The new Commercial Fisheries Revolving Loan Fund aims to help fishermen struggling after 2010′s transition to a new management system in New England, the Patrick administration said.
That new system allots each fisherman a certain catch limit of each of the bottom-dwelling groundfish species they chase, such as cod, haddock and flounder. The fishermen pool and manage those quotas in groups called “sectors.”
Through the sectors, they can buy and lease more quota of a particular species from each other, as needed.
But a problem has been that fishermen working smaller boats, with less capital, don’t always have the money to obtain a large enough portion of the catch to stay in business. Statistics from the first year of the new system indicates a contin uing trend of fewer fishermen in bigger operations catching more of the fish.
The loans aim to help preserve the state’s smaller fishing businesses, and the broader fishing communities.
”It’s a big part of our social fabric,” said Mary Griffin, the commissioner of the state Department of Fish & Game. “So there’s been a tremendous interest in not allowing the smaller fishermen to go out of business.”
Frank Mirarchi, a Scituate fisherman who serves on the board of one of the dozen regional sectors, said the loan program is a good idea.
”One of the problems fishermen are having is that they have no collateral to get loans from commercial banks, and this gives them access to loans they otherwise could not receive from normal channels,” he said.
Gloucester fisherman Joe Orlando said the fund is a tremendous boost for guys like him.
”It’s huge, especially (for) guys that are just struggling, that try to go to the bank and the bank just won’t talk to them,” said Orlando, 57, a lifelong fisherman. “I can benefit and I don’t know of anyone who couldn’t benefit, put it that way.”

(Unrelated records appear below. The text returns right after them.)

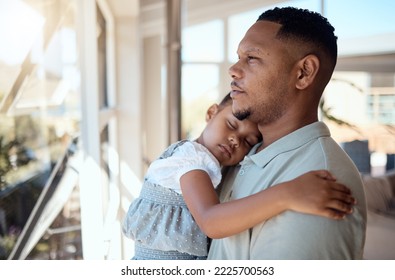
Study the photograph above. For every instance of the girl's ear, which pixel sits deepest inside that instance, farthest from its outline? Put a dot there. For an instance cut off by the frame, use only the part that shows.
(307, 71)
(211, 112)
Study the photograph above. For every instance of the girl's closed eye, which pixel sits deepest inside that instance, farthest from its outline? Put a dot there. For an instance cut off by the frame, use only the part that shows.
(231, 125)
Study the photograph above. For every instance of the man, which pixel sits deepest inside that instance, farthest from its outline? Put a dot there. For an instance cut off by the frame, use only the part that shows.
(285, 61)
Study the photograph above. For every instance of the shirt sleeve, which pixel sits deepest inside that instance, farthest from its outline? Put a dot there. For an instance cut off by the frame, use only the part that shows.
(189, 156)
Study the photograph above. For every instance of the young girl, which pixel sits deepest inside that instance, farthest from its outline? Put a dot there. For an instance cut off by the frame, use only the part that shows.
(178, 206)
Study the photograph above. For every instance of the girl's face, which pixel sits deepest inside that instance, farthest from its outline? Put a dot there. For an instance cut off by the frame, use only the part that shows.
(226, 137)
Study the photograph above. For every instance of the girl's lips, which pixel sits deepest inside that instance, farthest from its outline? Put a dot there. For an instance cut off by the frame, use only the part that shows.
(226, 150)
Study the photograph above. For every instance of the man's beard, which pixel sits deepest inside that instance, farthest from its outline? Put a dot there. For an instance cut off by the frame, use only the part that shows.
(242, 115)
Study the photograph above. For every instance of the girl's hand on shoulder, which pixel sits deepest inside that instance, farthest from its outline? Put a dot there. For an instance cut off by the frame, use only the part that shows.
(318, 193)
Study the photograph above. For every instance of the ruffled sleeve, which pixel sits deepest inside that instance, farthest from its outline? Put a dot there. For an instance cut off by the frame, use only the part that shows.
(189, 156)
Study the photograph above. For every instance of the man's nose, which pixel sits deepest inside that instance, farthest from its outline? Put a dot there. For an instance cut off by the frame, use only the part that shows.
(234, 71)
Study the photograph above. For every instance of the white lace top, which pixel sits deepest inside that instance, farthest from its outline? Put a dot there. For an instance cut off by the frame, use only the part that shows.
(189, 156)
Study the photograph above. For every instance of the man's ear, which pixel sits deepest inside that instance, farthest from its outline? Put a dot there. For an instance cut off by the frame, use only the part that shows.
(307, 71)
(211, 112)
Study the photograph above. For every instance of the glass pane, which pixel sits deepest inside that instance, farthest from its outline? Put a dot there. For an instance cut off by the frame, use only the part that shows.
(361, 106)
(203, 42)
(197, 96)
(40, 112)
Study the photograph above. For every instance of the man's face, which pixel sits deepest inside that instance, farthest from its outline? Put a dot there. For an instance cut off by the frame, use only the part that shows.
(261, 77)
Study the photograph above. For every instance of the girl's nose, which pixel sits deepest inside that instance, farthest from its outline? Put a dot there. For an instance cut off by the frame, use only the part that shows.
(234, 141)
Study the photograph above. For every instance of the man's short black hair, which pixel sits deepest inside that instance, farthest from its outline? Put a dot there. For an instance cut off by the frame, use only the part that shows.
(305, 26)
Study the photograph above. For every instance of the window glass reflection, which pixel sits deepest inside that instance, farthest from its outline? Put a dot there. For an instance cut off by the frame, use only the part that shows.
(39, 106)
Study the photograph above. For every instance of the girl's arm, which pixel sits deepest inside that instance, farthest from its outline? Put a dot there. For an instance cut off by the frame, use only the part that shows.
(315, 192)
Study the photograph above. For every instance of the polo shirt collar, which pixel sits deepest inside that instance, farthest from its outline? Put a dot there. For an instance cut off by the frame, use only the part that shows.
(289, 142)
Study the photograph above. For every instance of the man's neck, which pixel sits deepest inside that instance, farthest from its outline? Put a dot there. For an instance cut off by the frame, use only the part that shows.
(274, 131)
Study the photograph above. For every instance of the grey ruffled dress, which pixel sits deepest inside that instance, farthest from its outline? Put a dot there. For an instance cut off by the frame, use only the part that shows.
(161, 225)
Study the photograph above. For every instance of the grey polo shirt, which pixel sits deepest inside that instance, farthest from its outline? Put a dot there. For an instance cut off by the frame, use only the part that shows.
(292, 235)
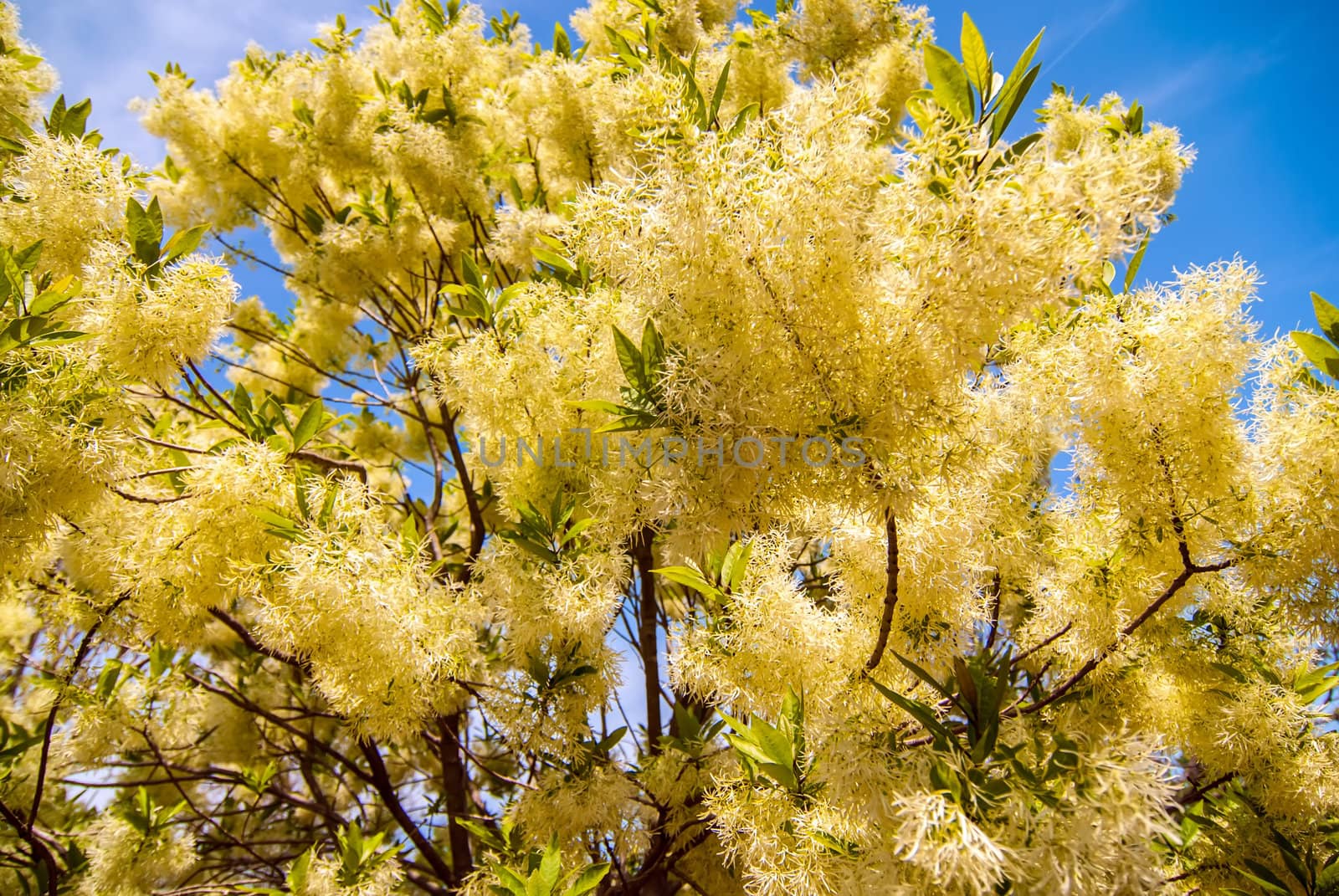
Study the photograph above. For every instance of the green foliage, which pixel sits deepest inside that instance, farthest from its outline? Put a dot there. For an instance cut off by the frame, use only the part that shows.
(145, 231)
(722, 573)
(146, 816)
(777, 751)
(972, 90)
(1322, 351)
(548, 533)
(541, 875)
(643, 398)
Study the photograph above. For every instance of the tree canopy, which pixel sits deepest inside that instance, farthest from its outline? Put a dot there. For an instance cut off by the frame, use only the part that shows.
(720, 452)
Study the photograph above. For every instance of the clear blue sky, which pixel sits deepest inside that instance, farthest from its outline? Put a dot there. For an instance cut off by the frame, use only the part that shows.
(1249, 86)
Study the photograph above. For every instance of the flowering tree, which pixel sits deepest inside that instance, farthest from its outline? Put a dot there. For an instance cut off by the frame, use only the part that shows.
(691, 458)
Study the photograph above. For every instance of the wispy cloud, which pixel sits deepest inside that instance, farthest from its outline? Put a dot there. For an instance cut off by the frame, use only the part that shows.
(1111, 11)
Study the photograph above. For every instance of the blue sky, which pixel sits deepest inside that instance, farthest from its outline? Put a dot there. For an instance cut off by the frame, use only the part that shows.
(1247, 86)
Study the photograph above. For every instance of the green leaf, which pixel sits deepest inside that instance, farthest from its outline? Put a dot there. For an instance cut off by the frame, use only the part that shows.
(720, 93)
(1263, 878)
(1327, 316)
(921, 713)
(510, 882)
(948, 82)
(631, 361)
(553, 260)
(689, 577)
(1013, 105)
(736, 564)
(562, 44)
(546, 875)
(930, 679)
(184, 243)
(310, 423)
(145, 229)
(1010, 94)
(975, 59)
(599, 405)
(588, 878)
(1136, 260)
(1318, 351)
(742, 120)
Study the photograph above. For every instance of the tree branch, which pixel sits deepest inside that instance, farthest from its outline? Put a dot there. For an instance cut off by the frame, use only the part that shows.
(885, 621)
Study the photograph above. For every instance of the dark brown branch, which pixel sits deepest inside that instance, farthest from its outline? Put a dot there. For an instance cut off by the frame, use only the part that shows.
(1188, 571)
(386, 789)
(39, 849)
(55, 706)
(885, 621)
(649, 627)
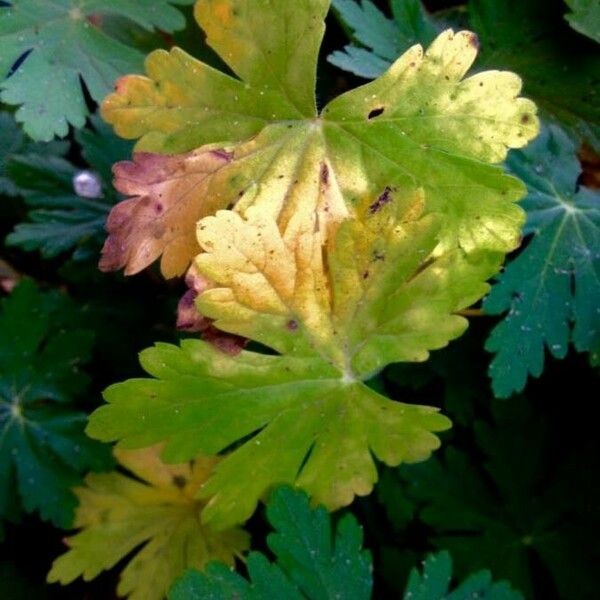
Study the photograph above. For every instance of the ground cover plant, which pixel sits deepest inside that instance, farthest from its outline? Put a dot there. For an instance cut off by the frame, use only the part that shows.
(299, 300)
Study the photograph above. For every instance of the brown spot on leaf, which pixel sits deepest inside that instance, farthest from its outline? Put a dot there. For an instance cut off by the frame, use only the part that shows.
(376, 112)
(324, 175)
(381, 201)
(168, 196)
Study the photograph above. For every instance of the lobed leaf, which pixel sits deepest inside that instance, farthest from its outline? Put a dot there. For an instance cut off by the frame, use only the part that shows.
(43, 449)
(157, 511)
(41, 71)
(314, 559)
(420, 126)
(550, 290)
(384, 296)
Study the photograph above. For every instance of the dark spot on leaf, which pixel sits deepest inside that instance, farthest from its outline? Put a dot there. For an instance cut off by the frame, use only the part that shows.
(179, 481)
(376, 112)
(383, 199)
(474, 40)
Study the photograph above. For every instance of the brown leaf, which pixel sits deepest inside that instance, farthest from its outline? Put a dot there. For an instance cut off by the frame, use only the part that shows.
(169, 194)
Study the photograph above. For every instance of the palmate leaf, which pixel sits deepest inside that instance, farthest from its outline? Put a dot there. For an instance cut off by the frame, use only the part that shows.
(318, 561)
(43, 449)
(552, 289)
(585, 17)
(434, 583)
(558, 69)
(314, 559)
(60, 44)
(383, 296)
(259, 140)
(117, 514)
(381, 39)
(65, 218)
(516, 511)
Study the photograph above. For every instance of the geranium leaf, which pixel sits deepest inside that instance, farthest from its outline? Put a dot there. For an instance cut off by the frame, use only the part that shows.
(43, 449)
(434, 583)
(43, 35)
(384, 296)
(585, 17)
(421, 125)
(314, 559)
(381, 39)
(118, 513)
(551, 288)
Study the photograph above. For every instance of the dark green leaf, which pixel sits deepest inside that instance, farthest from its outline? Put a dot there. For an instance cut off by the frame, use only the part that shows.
(43, 449)
(434, 583)
(555, 280)
(63, 41)
(314, 560)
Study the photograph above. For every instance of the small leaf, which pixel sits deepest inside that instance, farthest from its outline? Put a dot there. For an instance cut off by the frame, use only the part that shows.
(551, 289)
(585, 17)
(382, 39)
(314, 559)
(55, 44)
(157, 511)
(434, 583)
(43, 449)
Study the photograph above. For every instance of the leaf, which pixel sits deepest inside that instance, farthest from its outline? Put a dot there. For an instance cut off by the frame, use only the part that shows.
(559, 73)
(70, 205)
(43, 449)
(259, 140)
(381, 39)
(14, 142)
(48, 47)
(155, 513)
(515, 512)
(585, 17)
(314, 559)
(558, 70)
(434, 583)
(551, 289)
(303, 416)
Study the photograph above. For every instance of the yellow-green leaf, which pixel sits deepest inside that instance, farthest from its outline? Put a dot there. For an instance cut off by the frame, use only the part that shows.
(421, 125)
(336, 307)
(157, 511)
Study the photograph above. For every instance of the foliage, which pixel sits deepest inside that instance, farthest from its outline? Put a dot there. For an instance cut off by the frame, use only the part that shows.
(43, 449)
(555, 280)
(118, 513)
(70, 205)
(317, 560)
(43, 72)
(322, 241)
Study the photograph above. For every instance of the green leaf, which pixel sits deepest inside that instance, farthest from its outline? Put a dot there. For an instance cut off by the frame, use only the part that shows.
(43, 449)
(516, 509)
(434, 583)
(551, 289)
(13, 142)
(60, 42)
(63, 219)
(381, 39)
(559, 71)
(314, 560)
(383, 297)
(585, 17)
(157, 511)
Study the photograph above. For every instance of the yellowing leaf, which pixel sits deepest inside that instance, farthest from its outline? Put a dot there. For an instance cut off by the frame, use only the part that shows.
(118, 514)
(420, 126)
(336, 306)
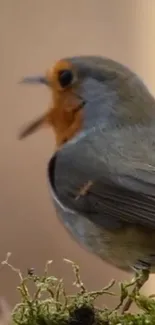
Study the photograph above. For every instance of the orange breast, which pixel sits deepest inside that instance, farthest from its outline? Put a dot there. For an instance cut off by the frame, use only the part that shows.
(65, 117)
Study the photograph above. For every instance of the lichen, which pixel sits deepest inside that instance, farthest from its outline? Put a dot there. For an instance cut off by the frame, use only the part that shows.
(61, 308)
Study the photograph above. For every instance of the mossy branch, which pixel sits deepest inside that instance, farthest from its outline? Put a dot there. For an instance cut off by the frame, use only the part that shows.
(60, 308)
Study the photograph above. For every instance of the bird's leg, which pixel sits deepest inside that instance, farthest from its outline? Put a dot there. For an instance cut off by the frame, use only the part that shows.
(139, 282)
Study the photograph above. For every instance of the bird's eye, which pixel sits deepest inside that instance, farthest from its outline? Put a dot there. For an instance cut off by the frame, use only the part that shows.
(65, 78)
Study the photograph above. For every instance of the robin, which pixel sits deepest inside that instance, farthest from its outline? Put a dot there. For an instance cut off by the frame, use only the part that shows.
(102, 174)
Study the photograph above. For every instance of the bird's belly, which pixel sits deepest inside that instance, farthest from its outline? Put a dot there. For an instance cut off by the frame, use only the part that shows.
(125, 248)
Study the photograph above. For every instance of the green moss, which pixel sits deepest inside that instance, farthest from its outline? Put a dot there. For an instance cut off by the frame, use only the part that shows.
(60, 308)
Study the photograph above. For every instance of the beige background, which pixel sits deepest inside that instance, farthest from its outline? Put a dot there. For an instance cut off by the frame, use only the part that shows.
(33, 34)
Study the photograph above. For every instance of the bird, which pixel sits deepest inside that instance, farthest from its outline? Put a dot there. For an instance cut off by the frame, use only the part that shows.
(102, 173)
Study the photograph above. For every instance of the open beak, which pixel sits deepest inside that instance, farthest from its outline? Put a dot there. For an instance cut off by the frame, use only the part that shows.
(40, 121)
(34, 80)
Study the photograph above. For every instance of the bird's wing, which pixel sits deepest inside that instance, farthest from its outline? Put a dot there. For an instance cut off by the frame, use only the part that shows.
(121, 169)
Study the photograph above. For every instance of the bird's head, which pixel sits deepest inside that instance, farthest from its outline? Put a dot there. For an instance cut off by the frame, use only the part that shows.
(65, 112)
(88, 90)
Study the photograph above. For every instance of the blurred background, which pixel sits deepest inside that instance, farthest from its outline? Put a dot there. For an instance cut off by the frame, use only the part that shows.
(33, 35)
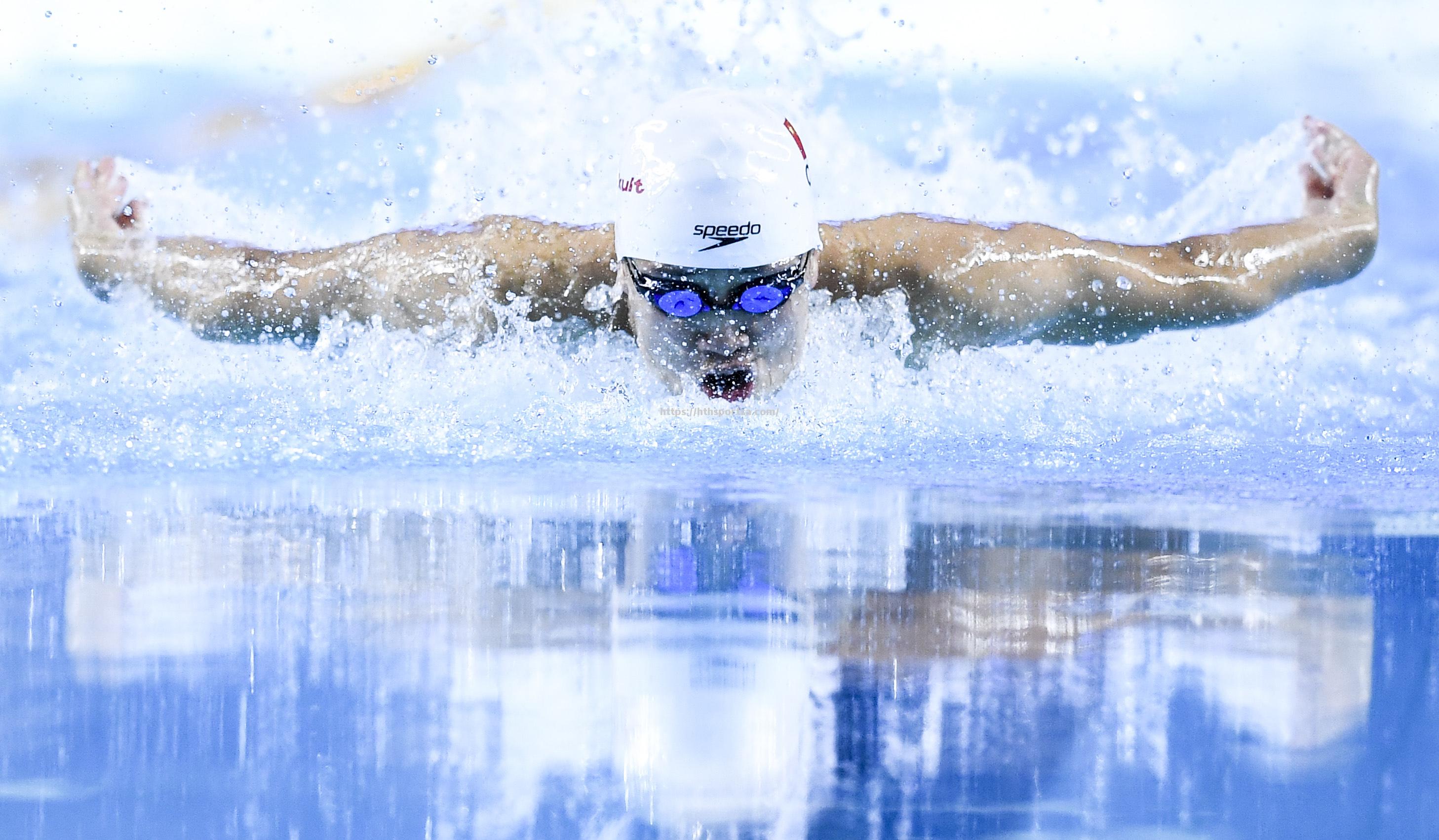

Area fishermen face a host of problems – a lack of money to invest in quota is just one. The industry has been whacked by a new assessment that indicates the prized Gulf of Maine cod is in much worse shape than previously thought. Now, fishermen are facing a catastrophic cut of 90 percent in the cod catch, compared to 2010, to protect the species.
Regulators are meeting in Portsmouth, N.H., on Wednesday to discuss ways the industry can scrape by if the massive cod cuts materialize. Programs like the loan fund can only help, said U.S. Sen. John Kerry.
Kerry, Sen. Olympia Snowe and 18 other members of Congress who represent New England states wrote Commerce Secretary John Bryson on Tuesday, urging him to see that catch levels for cod be set at “a level that would allow the industry to survive.”
The $1 million was initially offered to Massachusetts by federal regulators at the National Oceanic and Atmospheric Administration’s Fisheries Office so the state could start and manage its own fishing sector.
But Griffin said Gov. Deval Patrick didn’t want to create a sector to compete with other fishermen, and found much more support among fishermen for the loan fund.
The terms of the loans, such as their interest rates or conditions to qualify, have yet to be established, Griffin said. The loans will be structured to assist owners of small boats that leave port on daylong trips, rather than large boats that can leave port for far longer.
A maximum of $50,000 will be loaned out annually to any one boat owner. In the revolving fund, the money fishermen pay back is lent out to other fishermen seeking funds to obtain quota.
How much fish they can buy with the money depends on the species and the market. For example, Orlando said Gulf of Maine cod quota could be purchased off other fishermen for $1 a pound, and potentially sold for $2 a pound, netting a $50,000 profit.
”That makes a huge, huge difference to a lot of guys,” he said.
Griffin said the state aims to have the new program running by the May 1 start of the fishing year.